How are the clusters connected in different regions in a distributed system? - cluster-computing

A newbie here trying to understand distributed architecture. I understand that the nodes in clusters are interconnected via LAN. How are the clusters connected in different regions, lets say different continents? Are there any frameworks or patterns I can read on this?

In general, it is achieved using fully redundant undersea cables (fiber network cables). The cables have very thin threads(glass fiber) that transfer data using fiber-optic technology almost at the speed of light in ocean between the continents. Once the data is received at the other continent, it shall be processed by connecting with an existing network via edge networks that is closest to it which in turn takes it to other endpoints/gateways as applicable.
The routing in such scenario depends on the underlying routing protocol and the endpoints. In general, there are Border Gateway Protocol (BGP) enabled gateways that will automatically learn routes to other sites and carry the data accordingly.
Cloud providers such as AWS has components such as AWS region extended with AWS Local Zones and AWS wavelength that in turn work along with internet service providers and meet the performance requirement of the application . This is achieved by having the AWS infrastructure (have AWS compute and storage services within ISP datacenters ) configured closer to the user or at the edge of the 5G network such that the application traffic from the particular set of 5G devices can reach the servers in wavelength zones with minimal latency without opting through normal internet which would have introduced latency in reaching the server.
The exact pattern/architecture depends on the software requirement/design and the software components and hardware components in use.
A typical pattern that can be taken for example is Geode pattern as depicted below. This has set of geographical nodes with backend services deployed such that they can service any request for any client in any region. By distributing request processing around the globe, this pattern brings in improvement in latency and improves availability.
Typically, the geo-distributed datastores should also be co-located with the compute resources that process the data if the data is geo-distributed across a far-flung user base. The geode pattern brings the compute to the data.

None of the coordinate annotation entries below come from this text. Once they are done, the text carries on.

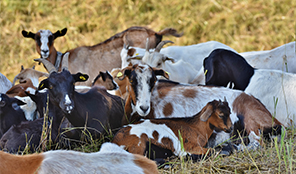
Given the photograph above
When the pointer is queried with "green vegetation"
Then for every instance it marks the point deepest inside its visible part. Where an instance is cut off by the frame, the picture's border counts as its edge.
(245, 25)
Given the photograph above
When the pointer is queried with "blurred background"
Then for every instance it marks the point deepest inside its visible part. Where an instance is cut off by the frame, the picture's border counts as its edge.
(245, 25)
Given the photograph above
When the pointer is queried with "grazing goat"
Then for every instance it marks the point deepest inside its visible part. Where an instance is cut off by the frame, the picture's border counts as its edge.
(29, 73)
(110, 159)
(150, 98)
(96, 109)
(280, 58)
(5, 84)
(103, 56)
(166, 133)
(274, 88)
(10, 112)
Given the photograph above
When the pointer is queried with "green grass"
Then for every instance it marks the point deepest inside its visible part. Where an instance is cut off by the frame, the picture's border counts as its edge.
(245, 25)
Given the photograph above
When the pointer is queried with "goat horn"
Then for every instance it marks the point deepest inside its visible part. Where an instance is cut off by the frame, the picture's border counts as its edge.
(65, 61)
(147, 44)
(161, 44)
(49, 66)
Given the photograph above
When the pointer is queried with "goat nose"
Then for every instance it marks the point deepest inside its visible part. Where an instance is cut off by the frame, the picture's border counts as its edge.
(44, 51)
(144, 108)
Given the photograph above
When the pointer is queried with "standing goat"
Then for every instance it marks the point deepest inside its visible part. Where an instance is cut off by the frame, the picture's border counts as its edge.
(96, 109)
(274, 88)
(100, 57)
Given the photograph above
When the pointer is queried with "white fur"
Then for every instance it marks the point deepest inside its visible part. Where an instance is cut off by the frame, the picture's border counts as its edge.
(44, 34)
(29, 108)
(276, 58)
(143, 98)
(163, 130)
(106, 161)
(5, 84)
(269, 84)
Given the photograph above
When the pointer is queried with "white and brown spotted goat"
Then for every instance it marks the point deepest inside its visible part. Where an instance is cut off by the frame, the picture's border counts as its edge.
(167, 133)
(99, 57)
(152, 98)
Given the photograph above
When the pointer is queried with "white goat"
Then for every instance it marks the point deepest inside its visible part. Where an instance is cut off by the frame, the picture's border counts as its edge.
(5, 84)
(110, 159)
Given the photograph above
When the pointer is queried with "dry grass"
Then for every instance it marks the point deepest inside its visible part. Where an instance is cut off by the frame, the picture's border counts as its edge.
(245, 25)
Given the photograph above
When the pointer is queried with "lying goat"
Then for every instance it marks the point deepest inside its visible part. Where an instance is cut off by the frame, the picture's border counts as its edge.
(110, 159)
(166, 133)
(274, 88)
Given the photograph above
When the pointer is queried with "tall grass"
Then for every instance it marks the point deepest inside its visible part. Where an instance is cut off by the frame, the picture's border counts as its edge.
(245, 25)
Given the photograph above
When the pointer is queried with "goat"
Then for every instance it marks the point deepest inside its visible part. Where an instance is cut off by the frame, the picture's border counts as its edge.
(192, 54)
(274, 88)
(29, 73)
(20, 91)
(10, 112)
(280, 58)
(103, 56)
(152, 98)
(166, 133)
(5, 84)
(110, 159)
(96, 109)
(28, 133)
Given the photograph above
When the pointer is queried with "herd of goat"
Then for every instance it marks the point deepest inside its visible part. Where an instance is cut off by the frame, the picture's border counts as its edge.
(157, 102)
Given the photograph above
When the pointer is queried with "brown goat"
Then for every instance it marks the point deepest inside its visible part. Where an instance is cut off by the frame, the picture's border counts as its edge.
(100, 57)
(195, 131)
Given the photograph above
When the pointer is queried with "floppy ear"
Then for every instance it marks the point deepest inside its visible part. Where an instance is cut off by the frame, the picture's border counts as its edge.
(207, 113)
(43, 84)
(79, 77)
(161, 72)
(28, 34)
(103, 75)
(60, 33)
(124, 72)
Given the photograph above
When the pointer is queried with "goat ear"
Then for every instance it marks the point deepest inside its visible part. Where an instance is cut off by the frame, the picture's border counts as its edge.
(79, 77)
(207, 113)
(60, 33)
(43, 84)
(161, 72)
(103, 75)
(28, 34)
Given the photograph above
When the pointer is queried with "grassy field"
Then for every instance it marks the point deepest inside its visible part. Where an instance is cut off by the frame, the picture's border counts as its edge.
(245, 25)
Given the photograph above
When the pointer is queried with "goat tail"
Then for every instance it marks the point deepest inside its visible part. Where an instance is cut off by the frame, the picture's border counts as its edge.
(269, 133)
(170, 31)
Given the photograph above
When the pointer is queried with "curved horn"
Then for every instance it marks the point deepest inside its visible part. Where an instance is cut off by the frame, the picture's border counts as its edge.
(65, 61)
(147, 44)
(49, 66)
(161, 44)
(15, 78)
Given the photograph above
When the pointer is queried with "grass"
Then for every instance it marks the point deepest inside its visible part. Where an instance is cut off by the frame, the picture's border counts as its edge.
(245, 25)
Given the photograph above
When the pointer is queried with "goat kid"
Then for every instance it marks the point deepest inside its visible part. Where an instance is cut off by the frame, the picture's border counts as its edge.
(149, 98)
(110, 159)
(166, 133)
(271, 87)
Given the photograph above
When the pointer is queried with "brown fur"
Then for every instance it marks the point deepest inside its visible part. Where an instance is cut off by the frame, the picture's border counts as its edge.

It is a kind deploying service in the form satellite deployments that are spread around the globe where each of this is termed as geode.
This pattern relies on features(routing protocols) of Azure that routes traffic to nearby geode via the shortest path which in-turn brings improvement in latency and performance. The pattern is deployed such that there is global load balancer and the geode is behind it. It uses a geo-replicated read-write service like Azure Cosmos DB for the data plane, that brings in data consistency in cross-geode via Data replication services such that all geodes can serve all requests.
There is also the deployment-stamp pattern that can be used if there are Multi-region applications where each tenant's data and traffic should be directed to a specific region.
This relies on Azure Front Door for directing traffic to the closest instance or it can utilize API Management deployed across multiple regions ​for enabling geo-distribution of requests and geo-redundancy of the traffic routing service. As shown in below diagram, the Azure Front Door can be configured with a backend pool, enabling requests to be directed to the closest available API Management instance. The global distribution features of Cosmos DB can be used to keep the mapping information updated across each region.
Azure Front door is often referred as "Scalable and secure entry point for fast delivery of your global applications". As shown below, the Front Door operates at Layer 7 (HTTP/HTTPS layer) using anycast protocol with split TCP and Microsoft's global network for improved latency, global connectivity. Based on the routing method the Front Door will route the client requests to the fastest and most available application backend(Internet-facing service hosted inside or outside of Azure).
The equivalent of Azure FrontDoor in Google Cloud Platform is the Google Cloud CDN which is termed as "Low-latency, low-cost content delivery using Google's global network" and it leverages Google's globally distributed edge caches to accelerate content delivery for websites and applications served out of Google Compute Engine.
Similarly, Amazon has Amazon CloudFront . This is as a CDN service that securely delivers data, videos, applications, and APIs to customers globally with low latency, high transfer speeds, all within a developer-friendly environment. The AWS backbone is also a private network built on a global, fully redundant, fiber network linked via trans-oceanic cables across various oceans. Amazon CloudFront automatically maps network conditions and intelligently routes the traffic to the most performant AWS edge location to serve up cached or dynamic content.
Here is a reference for AWS and a use case describing between different continents using AWS global backbone. for users need access to the applications running in one data center as well as the core systems running in their another data center with the different sites interconnected by a global WAN. Traffic using inter-region Transit Gateway peering is always encrypted, stays on the AWS global network, and never traverses the public Internet. Transit Gateway peering enables international, in this case intercontinental, communication. Once the traffic arrives at the particular continent/region’s Transit Gateway, the customer routes the traffic over an AWS Direct Connect (or VPN) to the central data center, where core systems are hosted.

Related

What if I choose us-central1-a zone for my google compute VM Instance and my traffic, calling VM is from asia? (in respect of pricing & efficiency)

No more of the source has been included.